La dernière étude en date, IN-TIME (Lancet 2014), menée chez 330 insuffisants cardiaques porteurs de DAI (avec ou sans resynchronisation) a montré une moindre aggravation des patients télé-suivis (63 vs 90) et surtout une réduction de la mortalité de plus de 50% à un an.

La télécardiologie en pratique
En pratique, un enregistrement nocturne est envoyé toutes les nuits à un centre et analysé durant les jours ouvrés. En cas d’anomalie justifiant d’une intervention, le patient est alors contacté dès le lendemain matin pour lui demander de consulter rapidement son médecin pour procéder à un réglage de l’appareil. Cela permet, entre autres, de réduire la survenue de chocs inappropriés, tant redoutée par les patients.

 

Pourquoi ça coince ?

Pour pérenniser cette prise en charge, il manque d’une part la tarification des actes de télésurveillance par l’Assurance Maladie. D’autre part la valorisation par le CEPS (Comité Economique des produits de Santé) de la prestation technique de télésurveillance au Titre I de la LPPR (liste des produits et prestations remboursables). En d’autres termes, il faut à la fois trouver un mode de rémunération des médecins qui pratiquent la surveillance (ces derniers seront probablement payés sur une base forfaitaire) et, par ailleurs, financer la prestation de la société qui transmet et héberge les données des prothèses cardiaques. Cette deuxième condition impose le respect de la confidentialité des données que seul un système de facturation dématérialisé peut fournir. Cette solution « dématérialisée », qui semble s’imposer pour toute la télémédecine se fait attendre…

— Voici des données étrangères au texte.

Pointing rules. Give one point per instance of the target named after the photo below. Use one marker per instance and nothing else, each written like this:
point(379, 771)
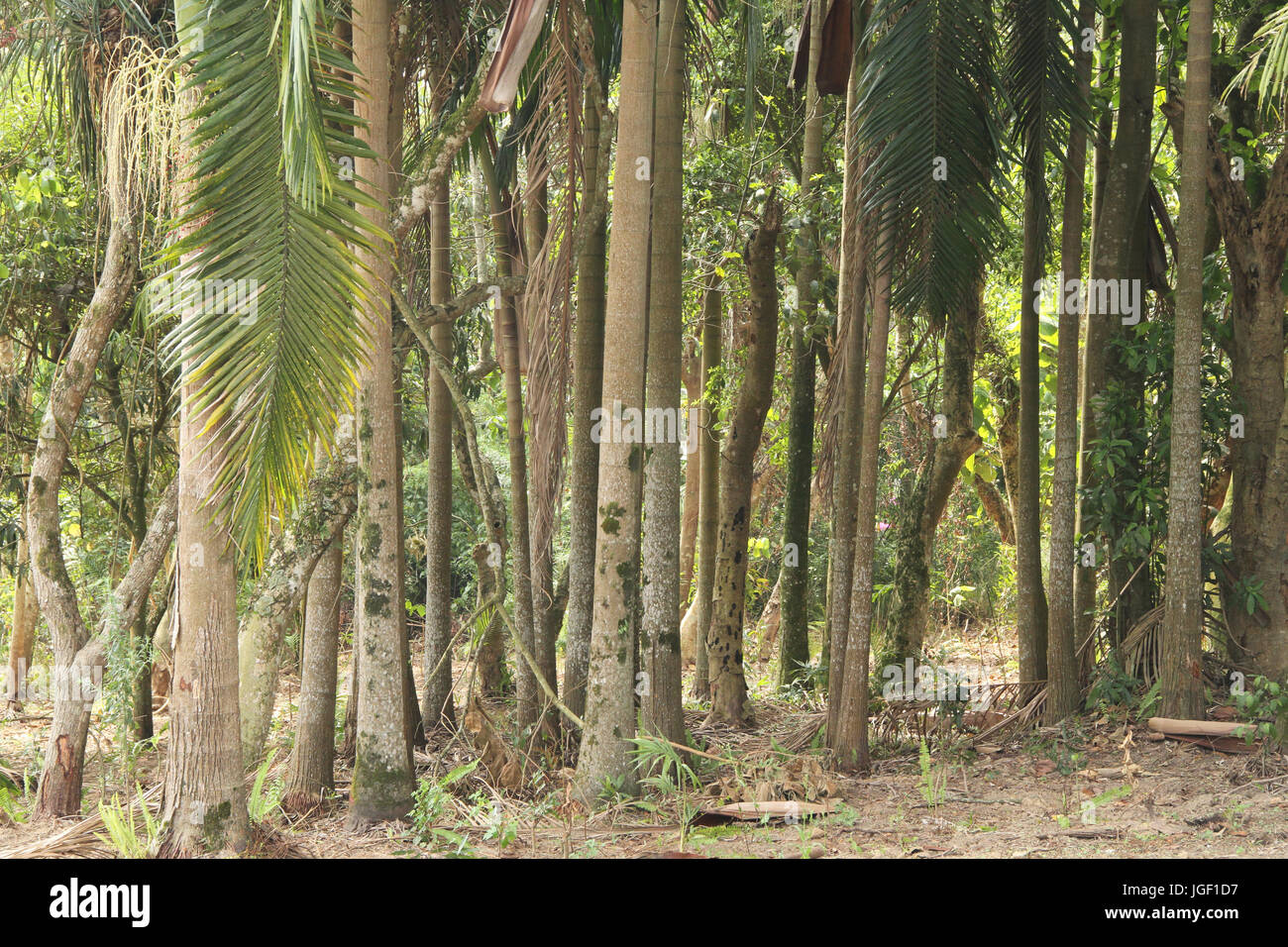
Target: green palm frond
point(1270, 60)
point(1041, 82)
point(939, 171)
point(271, 342)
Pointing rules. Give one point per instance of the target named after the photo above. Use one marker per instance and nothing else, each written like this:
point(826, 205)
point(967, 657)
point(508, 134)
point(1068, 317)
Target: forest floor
point(1098, 787)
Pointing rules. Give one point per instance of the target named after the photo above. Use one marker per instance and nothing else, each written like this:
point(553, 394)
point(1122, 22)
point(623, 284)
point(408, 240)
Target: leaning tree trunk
point(708, 489)
point(1119, 218)
point(662, 710)
point(849, 741)
point(935, 482)
point(1063, 685)
point(317, 525)
point(75, 677)
point(609, 720)
point(794, 625)
point(584, 453)
point(312, 767)
point(1181, 671)
point(22, 638)
point(1026, 492)
point(437, 706)
point(1256, 243)
point(382, 777)
point(729, 596)
point(520, 544)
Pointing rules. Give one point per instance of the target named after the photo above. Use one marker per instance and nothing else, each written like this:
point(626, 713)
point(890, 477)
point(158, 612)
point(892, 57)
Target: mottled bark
point(708, 492)
point(851, 343)
point(1181, 673)
point(75, 674)
point(1063, 684)
point(274, 604)
point(310, 772)
point(584, 451)
point(661, 707)
point(382, 776)
point(437, 705)
point(729, 595)
point(849, 741)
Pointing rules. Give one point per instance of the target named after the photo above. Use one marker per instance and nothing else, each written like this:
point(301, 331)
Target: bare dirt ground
point(1098, 787)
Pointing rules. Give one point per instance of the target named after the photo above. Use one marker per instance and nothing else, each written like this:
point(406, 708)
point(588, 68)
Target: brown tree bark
point(729, 596)
point(382, 776)
point(1063, 684)
point(1181, 673)
point(849, 741)
point(609, 719)
point(310, 772)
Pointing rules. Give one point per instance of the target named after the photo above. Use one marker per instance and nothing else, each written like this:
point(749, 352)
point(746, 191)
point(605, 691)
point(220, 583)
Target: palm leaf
point(934, 59)
point(277, 364)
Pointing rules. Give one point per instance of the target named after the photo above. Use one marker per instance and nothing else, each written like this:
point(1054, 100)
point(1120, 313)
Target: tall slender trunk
point(437, 705)
point(1063, 684)
point(609, 720)
point(382, 776)
point(520, 543)
point(794, 642)
point(935, 480)
point(662, 702)
point(708, 491)
point(22, 639)
point(275, 600)
point(851, 329)
point(729, 596)
point(76, 678)
point(1181, 671)
point(1030, 596)
point(584, 453)
point(849, 741)
point(312, 767)
point(1119, 221)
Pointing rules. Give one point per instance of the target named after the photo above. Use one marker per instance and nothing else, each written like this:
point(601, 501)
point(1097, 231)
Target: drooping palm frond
point(1267, 67)
point(268, 282)
point(939, 171)
point(1042, 86)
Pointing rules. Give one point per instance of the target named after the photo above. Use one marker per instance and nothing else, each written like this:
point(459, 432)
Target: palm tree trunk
point(794, 629)
point(382, 777)
point(609, 720)
point(1063, 684)
point(437, 706)
point(1183, 630)
point(708, 489)
point(1119, 218)
point(729, 596)
point(661, 706)
point(584, 453)
point(851, 341)
point(520, 540)
point(312, 767)
point(850, 737)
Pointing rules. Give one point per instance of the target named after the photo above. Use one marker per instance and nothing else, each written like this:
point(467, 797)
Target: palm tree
point(609, 722)
point(1181, 672)
point(662, 710)
point(382, 776)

Ce n’est pas nouveau, un rapport IGAS (décembre 2014) préconisait lui aussi de dématérialiser le traitement des prestations de l’Assurance Maladie pour gagner en efficience. Reste qu’à ce jour, l’approche de facturation aux fabricants reste très « conservatrice ». Et seul le transmetteur (boitier posé à proximité du lit) donné au patient a fait l’objet d’une revalorisation du prix du dispositif implantable.

Bref, à l’heure des opérations de communications du gouvernement sur la télémédecine comme la solution à tous nos maux, il serait bon que l’Assurance maladie fasse un bond technologique.

 

REFERENCE :

Conférence de presse organisée par le SNITEM (syndicat national de l’industrie des technologies médicales), le 16 janvier 2015.